Periodically, Ray Kurzweil (author, inventor and machine intelligence pioneer) will pen an article or book making bold predictions about the future. Recently Wired carried an article with quotes from him that suggested we will have reverse engineered the brain by 2030.
Kurzweil’s claims had biologists slapping their foreheads in irritation. This post is not about Kurzweil. It is about the biologists slapping their foreheads, or at least about some of the tangents the threads on their blogs took
Over at Pharyngula a discussion started up about the implications if we could create exact copies of ourselves. Quantum mechanics has something to say about these speculations and maybe about how our brains work.

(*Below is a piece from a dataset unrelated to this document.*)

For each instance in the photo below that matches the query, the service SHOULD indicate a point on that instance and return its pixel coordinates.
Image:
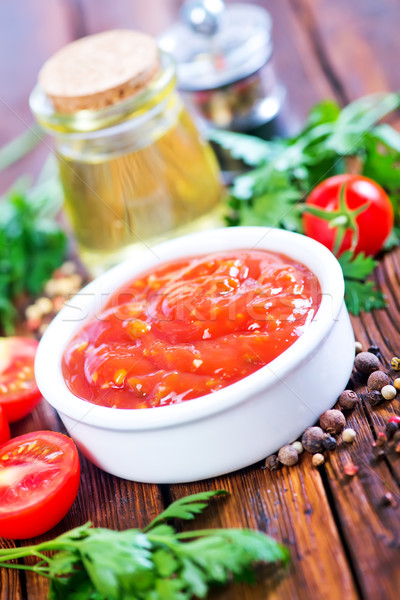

Could you ever make an exact copy of yourself?
The spanner in the works for this discussion is the Heisenberg uncertainty principle. The uncertainty principle states that particular pairs of physical properties cannot both be known precisely. The most famous example is also the one that would trip up anyone trying to make an exact replica of themselves.
The position and momentum of a particle cannot both be known precisely. This uncertainty would introduce some small errors in our copy and mean no copy could be exactly identical to the original.
Does it matter?
When I walk into the Apple store, the iPads in there will all slightly different from one another thanks to random differences in their manufacture. Nevertheless this doesn’t stop them being similar enough to all run the same software as each other.
Although a hypothetical copy of myself would have small differences introduced due to the uncertainty principle would this prevent it from running the “software” that makes me me? This largely depends on whether the brain relies on quantum effects to work. If so small changes might end up being significant.
Are our brains quantum computers?
Quantum effects are generally important at small scales. The structures in our brains seem to be large enough that we can ignore quantum effects.
This view is not universal. mathematician Roger Penrose has argued that the actions of our brains are fundamentally different to regular computers. He proposes our brains must be some kind of quantum computers. Moreover since the structures in our brains don’t seem to be small enough for this to be the case Penrose suggests this means we need a new and better theory of Quantum Mechanics!
I find this argument unconvincing. If Quantum Mechanics is important at larger length scales why have our experiments not shown this?
Moreover all the “quantum programs” that have so far been proposed if we manage to build a quantum computer don’t do anything different to a regular computer. They are just more efficient at the jobs they do (such as breaking the RSA cipher). Therefore if our brains are doing things that a regular computer can’t do, it would seem Quantum Mechanics can’t explain this either.